What if public sector finances become a serious issue that U.S. leaders actually have to deal with? An economic downturn will come one day, and the financial media was touting the use of “recession” in every headline and news flash they could work it into. When the real risks start to arise is when borrowing costs rise or if the deficit spirals during and economic downturn. Historically, governments cutting spending (think of European austerity measures in the recent past) is bad for the economy while it is happening.
Fitch Ratings has issued a report showing how elected officials could feel pressure to lower their spending during a downturn if it came with higher borrowing costs to correct higher deficits. This could pose a challenge to segments of the U.S. economy that are reliant on federal government spending and outlays. If that were to occur, Fitch believes that it could broadly influence credit quality in a number of sectors from U.S. public finance, down to financial institutions and even industrials.
Why this matters today is that federal debt projections have been continually increasing in recent years. That is also a time when there has been a record-breaking recovery and an expansion period of 10 years since the Great Recession.
Fitch pointed out that the U.S. general government debt is already the highest (nominally) among all AAA-rated sovereigns. The group’s debt sustainability analysis shows that the general government debt could exceed 120% of gross domestic product by 2028, citing gradual increases in borrowing costs, wider deficits and average growth running under the 2% potential growth rate for the United States. All this adds up to a challenging environment for federal spending under worsening fiscal dynamics.

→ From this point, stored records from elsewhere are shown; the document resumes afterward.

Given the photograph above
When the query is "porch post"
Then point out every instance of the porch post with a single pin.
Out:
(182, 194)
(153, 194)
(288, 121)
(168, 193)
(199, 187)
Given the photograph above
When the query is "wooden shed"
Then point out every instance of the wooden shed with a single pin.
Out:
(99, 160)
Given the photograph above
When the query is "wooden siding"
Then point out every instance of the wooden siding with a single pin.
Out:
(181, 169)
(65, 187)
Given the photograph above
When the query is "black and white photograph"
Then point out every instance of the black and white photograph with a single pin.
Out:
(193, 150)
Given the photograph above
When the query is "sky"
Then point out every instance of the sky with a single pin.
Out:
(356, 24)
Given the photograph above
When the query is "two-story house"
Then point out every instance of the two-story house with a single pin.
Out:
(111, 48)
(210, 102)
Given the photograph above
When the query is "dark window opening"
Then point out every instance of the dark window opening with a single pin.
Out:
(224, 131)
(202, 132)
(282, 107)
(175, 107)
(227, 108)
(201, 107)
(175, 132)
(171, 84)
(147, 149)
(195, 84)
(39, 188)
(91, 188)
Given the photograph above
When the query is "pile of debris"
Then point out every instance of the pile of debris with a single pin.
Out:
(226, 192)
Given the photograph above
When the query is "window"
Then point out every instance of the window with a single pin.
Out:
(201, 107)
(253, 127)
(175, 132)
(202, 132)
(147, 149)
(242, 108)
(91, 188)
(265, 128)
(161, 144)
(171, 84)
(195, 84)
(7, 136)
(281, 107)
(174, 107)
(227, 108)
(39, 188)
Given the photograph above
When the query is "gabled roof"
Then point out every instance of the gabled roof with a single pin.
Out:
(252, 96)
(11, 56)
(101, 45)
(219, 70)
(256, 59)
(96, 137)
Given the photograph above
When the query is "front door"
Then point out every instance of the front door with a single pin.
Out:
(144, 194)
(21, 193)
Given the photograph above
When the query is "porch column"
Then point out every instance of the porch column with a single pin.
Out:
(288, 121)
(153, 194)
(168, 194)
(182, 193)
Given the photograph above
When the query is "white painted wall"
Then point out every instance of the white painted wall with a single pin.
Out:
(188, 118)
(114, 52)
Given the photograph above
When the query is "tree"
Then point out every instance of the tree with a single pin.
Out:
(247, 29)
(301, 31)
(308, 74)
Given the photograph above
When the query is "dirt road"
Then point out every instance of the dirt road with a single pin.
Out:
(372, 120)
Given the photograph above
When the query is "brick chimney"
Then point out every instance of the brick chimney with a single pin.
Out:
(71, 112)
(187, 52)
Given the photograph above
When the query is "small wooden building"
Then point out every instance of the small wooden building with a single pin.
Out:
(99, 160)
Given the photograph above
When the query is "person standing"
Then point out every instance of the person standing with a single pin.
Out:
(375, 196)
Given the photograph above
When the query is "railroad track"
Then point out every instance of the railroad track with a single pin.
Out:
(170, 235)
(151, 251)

The trickle-down effect could come down to states, counties and cities if things become too pinched. Fitch showed that federal transfers down to states and local governments were 18% of all federal outlays in 2018. This poses a risk for state credit profiles.
States are dependent on federal funds in health care for Medicaid as the largest portion of federal transfers to state and local government. Fitch’s report noted:
It also is a major factor contributing to the variation in states’ dependence on federal transfers as a source of revenue. Even though Medicaid is a mandatory congressional appropriation, meaningful changes to its funding structure cannot be ruled out over the long term, which could reduce overall federal Medicaid funding and raise fiscal burdens on states that choose to offset federal declines.
Fitch also showed that state operating budgets are structured to fund services provided by lower levels of government, rather than the state government offering those services directly. While this offers flexibility, it also is a key risk for local governments and related public enterprises.
Education also could suffer. Fitch warned that higher education has typically been targeted by states experiencing fiscal challenges. States were shown to have lowered support for public universities through the Great Recession and its aftermath, and local school districts usually rely on state funding as the majority of the state-to-local transfers.
Fitch has not downgraded state, county, city and local credit ratings based on the report, but it has been a while since there have been many reminders about state and local credit ratings would hold up under a federal squeeze. Fitch also warned that the recipe for state and local governments to maintain their existing ratings, those localities would need to “demonstrate their ability to manage through a federal deficit reduction in a manner that retains an appropriate level of financial flexibility.”
On a larger scale, Fitch believes that federal budget decisions would be less of a direct risk for government-sponsored enterprises. Fannie Mae and Freddie Mac were named, as were the Federal Home Loan Bank System and the Farm Credit System. The report said:
Federal loan programs channeled via private-sector U.S. financial institutions would be at risk to the extent that a downturn increases net subsidy costs to the government. While income from this activity is negligible for large and diversified lenders, it may be more significant for smaller institutions.
As far as the view of 24/7 Wall St., this probably feels too soon to expect a panic about the future of a runaway debt scenario and its trickle-down effects for states, counties, cities and other entities that rely on federal funding. That said, savvy investors have to be thinking in terms of many years ahead when they are making decisions based on most fixed-income investments and how to allocate their investments at any given time.
The media flaunted a “recession” watch as being imminent for long enough that many people might have assumed times were already tough. One thing that seems to be a common view today is that the next recession will be more of a “garden variety” type rather than a repeat of the Great Recession.
What if the next recession happens to arrive and the policy changes from Washington, D.C., come with a retooling and redirection of the entire economy and the entire tax system at the same time global growth slowing continues? If that were the case, the negative trickle-down effect of a federal outlays to the state and local level could arrive much sooner than most investors would have been braced for.